Is there a similarly simple and clever procedure to simulate uniformly distributed variates on the $1$-ball $S^1=\{x \in \mathbb{R}^n \mid \|x\|_1=1\}$?
On
Does the following work? (read the comment of joriki to convince yourself that the algorithm works --- thanks joriki)
Cut a line of length 1 into $n$ parts. Mathematically, throw $n-1$ random numbers between uniform between 0 and 1. Sort them to obtain $\mathbf{s}=(0,s_1, \dots, s_{n-1},1)$ with $s_i \leq s_j$; $\forall i <j$.
Take the point $\mathbf{x}= \left[\sigma_1(s_1- s_0), \sigma_2(s_2 - s_1), \dots, \sigma_n(s_n - s_{n-1})\right] \in S^1$. Here, $\sigma_i = \pm 1$ are randomly choosen. It is quite clear that $\mathbf{x}$ is on the unit sphere. The question remains: is it uniform on the sphere?
On
Here's the method I proposed in the comment.

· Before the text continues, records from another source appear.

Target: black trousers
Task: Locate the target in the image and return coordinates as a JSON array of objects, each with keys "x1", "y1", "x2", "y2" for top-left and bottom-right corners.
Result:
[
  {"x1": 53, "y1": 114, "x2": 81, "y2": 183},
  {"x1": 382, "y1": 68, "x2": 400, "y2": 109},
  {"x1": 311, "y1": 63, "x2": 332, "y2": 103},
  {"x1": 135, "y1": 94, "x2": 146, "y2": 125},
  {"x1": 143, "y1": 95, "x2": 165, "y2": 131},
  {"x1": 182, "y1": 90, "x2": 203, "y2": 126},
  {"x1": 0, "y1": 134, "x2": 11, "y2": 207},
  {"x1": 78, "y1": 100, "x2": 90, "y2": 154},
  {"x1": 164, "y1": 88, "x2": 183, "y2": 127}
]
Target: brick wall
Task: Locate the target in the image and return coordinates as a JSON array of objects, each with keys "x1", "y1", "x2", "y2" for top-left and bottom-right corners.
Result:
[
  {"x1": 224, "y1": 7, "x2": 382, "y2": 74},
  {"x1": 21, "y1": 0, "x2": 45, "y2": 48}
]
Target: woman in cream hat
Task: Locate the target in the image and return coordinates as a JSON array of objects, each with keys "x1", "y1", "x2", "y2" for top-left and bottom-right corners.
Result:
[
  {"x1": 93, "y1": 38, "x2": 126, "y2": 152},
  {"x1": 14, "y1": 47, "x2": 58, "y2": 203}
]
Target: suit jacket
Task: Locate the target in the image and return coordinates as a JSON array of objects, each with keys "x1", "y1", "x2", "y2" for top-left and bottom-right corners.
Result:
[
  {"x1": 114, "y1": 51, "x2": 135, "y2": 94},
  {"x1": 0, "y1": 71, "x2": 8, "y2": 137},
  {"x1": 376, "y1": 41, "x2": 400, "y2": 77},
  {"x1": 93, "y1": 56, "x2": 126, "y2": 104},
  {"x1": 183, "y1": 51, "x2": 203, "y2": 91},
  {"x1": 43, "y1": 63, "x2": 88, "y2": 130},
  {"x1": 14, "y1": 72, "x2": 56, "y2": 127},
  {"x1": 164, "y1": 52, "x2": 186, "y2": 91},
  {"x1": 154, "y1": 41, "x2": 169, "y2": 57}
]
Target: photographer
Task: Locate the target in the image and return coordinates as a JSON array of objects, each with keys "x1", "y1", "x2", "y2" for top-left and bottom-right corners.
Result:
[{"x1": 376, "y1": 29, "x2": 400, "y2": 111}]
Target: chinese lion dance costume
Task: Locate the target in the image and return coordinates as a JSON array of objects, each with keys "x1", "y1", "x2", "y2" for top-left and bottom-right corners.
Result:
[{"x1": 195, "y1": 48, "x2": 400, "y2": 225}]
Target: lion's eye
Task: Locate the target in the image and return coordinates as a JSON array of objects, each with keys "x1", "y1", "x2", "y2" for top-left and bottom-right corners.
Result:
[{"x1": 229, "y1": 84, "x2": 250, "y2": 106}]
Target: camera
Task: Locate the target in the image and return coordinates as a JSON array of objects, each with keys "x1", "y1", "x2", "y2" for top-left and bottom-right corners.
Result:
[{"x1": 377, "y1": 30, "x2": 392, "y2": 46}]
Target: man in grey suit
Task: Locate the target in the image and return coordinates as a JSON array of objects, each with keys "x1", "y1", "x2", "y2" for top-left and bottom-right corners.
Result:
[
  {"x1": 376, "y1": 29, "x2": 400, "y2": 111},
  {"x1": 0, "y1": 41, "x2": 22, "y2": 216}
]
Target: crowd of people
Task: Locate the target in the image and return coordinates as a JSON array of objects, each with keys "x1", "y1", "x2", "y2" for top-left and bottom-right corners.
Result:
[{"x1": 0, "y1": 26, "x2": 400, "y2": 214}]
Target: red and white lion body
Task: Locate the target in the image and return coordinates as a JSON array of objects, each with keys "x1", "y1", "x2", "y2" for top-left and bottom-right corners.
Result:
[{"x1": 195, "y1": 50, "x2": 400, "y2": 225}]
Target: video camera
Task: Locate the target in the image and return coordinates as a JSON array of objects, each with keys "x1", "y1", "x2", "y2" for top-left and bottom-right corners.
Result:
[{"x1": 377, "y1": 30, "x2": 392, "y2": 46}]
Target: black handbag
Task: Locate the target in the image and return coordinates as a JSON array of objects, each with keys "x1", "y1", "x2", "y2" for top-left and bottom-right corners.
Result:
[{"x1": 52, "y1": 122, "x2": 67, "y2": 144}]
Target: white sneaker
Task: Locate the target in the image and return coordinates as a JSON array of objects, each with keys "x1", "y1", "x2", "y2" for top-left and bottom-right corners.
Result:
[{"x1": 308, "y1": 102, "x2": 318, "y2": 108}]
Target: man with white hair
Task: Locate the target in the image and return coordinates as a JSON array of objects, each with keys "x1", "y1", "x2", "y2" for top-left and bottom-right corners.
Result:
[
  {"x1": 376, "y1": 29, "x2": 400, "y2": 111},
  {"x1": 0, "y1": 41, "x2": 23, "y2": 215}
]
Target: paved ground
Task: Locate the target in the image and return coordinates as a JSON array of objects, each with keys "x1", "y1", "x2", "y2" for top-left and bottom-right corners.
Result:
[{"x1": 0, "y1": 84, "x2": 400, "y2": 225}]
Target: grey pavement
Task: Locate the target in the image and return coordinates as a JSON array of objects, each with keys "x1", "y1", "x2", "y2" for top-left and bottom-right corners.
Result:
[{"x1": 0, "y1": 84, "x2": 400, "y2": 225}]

Pick a random point $(x_1,\ldots,x_{n-1})$ from the $n-1$-dimensional hypercube. (This amounts to choosing $n-1$ real numbers uniformly in $[0,1]$)
Now, if $\sum_{i=1}^{n} x_i \geq 1$ throw the point out and start again, if not keep it.

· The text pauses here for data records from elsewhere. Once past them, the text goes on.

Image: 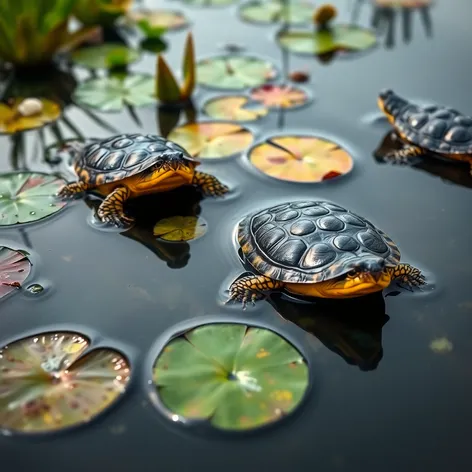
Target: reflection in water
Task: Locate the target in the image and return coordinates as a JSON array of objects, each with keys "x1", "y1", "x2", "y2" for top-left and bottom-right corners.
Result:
[
  {"x1": 85, "y1": 187, "x2": 203, "y2": 269},
  {"x1": 373, "y1": 131, "x2": 472, "y2": 188},
  {"x1": 268, "y1": 293, "x2": 389, "y2": 371}
]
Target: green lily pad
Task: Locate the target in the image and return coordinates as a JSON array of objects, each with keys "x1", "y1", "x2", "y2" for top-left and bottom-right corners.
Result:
[
  {"x1": 197, "y1": 55, "x2": 277, "y2": 90},
  {"x1": 153, "y1": 323, "x2": 309, "y2": 431},
  {"x1": 0, "y1": 172, "x2": 67, "y2": 226},
  {"x1": 277, "y1": 25, "x2": 377, "y2": 55},
  {"x1": 74, "y1": 74, "x2": 156, "y2": 112},
  {"x1": 72, "y1": 43, "x2": 141, "y2": 69},
  {"x1": 239, "y1": 0, "x2": 315, "y2": 25}
]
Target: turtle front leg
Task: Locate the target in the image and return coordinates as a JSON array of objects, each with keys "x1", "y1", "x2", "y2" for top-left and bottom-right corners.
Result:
[
  {"x1": 383, "y1": 145, "x2": 426, "y2": 165},
  {"x1": 97, "y1": 187, "x2": 134, "y2": 226},
  {"x1": 192, "y1": 171, "x2": 229, "y2": 197},
  {"x1": 387, "y1": 264, "x2": 426, "y2": 290},
  {"x1": 226, "y1": 275, "x2": 284, "y2": 310},
  {"x1": 57, "y1": 182, "x2": 95, "y2": 198}
]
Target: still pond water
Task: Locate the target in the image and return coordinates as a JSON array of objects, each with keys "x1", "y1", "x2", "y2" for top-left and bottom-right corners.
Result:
[{"x1": 0, "y1": 0, "x2": 472, "y2": 472}]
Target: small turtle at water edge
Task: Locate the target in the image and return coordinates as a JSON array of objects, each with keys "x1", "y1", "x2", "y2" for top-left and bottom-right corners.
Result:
[
  {"x1": 59, "y1": 134, "x2": 229, "y2": 226},
  {"x1": 378, "y1": 90, "x2": 472, "y2": 174},
  {"x1": 228, "y1": 201, "x2": 425, "y2": 306}
]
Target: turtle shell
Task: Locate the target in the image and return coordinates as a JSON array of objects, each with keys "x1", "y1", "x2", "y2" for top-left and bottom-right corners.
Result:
[
  {"x1": 75, "y1": 134, "x2": 198, "y2": 185},
  {"x1": 238, "y1": 201, "x2": 400, "y2": 283},
  {"x1": 394, "y1": 104, "x2": 472, "y2": 154}
]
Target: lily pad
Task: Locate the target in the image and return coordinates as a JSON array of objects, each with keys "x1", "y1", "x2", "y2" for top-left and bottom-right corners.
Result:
[
  {"x1": 168, "y1": 121, "x2": 254, "y2": 159},
  {"x1": 0, "y1": 332, "x2": 130, "y2": 433},
  {"x1": 72, "y1": 43, "x2": 141, "y2": 69},
  {"x1": 249, "y1": 84, "x2": 310, "y2": 109},
  {"x1": 248, "y1": 135, "x2": 353, "y2": 183},
  {"x1": 0, "y1": 172, "x2": 67, "y2": 226},
  {"x1": 153, "y1": 216, "x2": 208, "y2": 241},
  {"x1": 197, "y1": 55, "x2": 277, "y2": 90},
  {"x1": 239, "y1": 0, "x2": 315, "y2": 25},
  {"x1": 74, "y1": 74, "x2": 156, "y2": 112},
  {"x1": 153, "y1": 323, "x2": 309, "y2": 431},
  {"x1": 128, "y1": 9, "x2": 188, "y2": 33},
  {"x1": 0, "y1": 97, "x2": 61, "y2": 134},
  {"x1": 0, "y1": 246, "x2": 31, "y2": 298},
  {"x1": 277, "y1": 25, "x2": 377, "y2": 55},
  {"x1": 203, "y1": 95, "x2": 269, "y2": 121}
]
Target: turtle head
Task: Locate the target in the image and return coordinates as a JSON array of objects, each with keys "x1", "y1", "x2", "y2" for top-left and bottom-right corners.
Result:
[{"x1": 377, "y1": 90, "x2": 408, "y2": 123}]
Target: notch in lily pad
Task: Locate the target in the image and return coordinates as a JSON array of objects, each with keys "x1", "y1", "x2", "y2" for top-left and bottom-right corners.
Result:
[
  {"x1": 156, "y1": 32, "x2": 195, "y2": 105},
  {"x1": 277, "y1": 4, "x2": 377, "y2": 59},
  {"x1": 153, "y1": 323, "x2": 310, "y2": 432}
]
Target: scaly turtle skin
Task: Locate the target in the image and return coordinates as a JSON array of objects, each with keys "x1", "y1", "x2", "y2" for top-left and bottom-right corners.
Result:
[
  {"x1": 378, "y1": 90, "x2": 472, "y2": 174},
  {"x1": 59, "y1": 134, "x2": 228, "y2": 226},
  {"x1": 228, "y1": 201, "x2": 425, "y2": 306}
]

Transform the point using the following affine map:
$$f:\mathbb{R}^{n-1}\to\mathbb{R}^{n}: (x_1,\ldots,x_{n-1}) \mapsto (x_1,\ldots,x_{n-1},1-\sum_{i=1}^{n} x_i) \; .$$
Now, similarly to what Fabian does, select $n$ signs $\sigma_i=\pm 1$ randomly and multiply each component of the vector you obtained by these signs.
As pointed out already by joriki and Gerben, for high dimensions, this method is very wasteful since a fraction $\frac{(n-1)!-1}{(n-1)!}$ points will have to be thrown out.
Flip $n$ fair coins to pick an orthant—that is, to pick the signs of the coordinates of the point you are choosing. Now pick a point uniformly in the standard simplex, and flip the signs of its coordinates according to what the coins told you.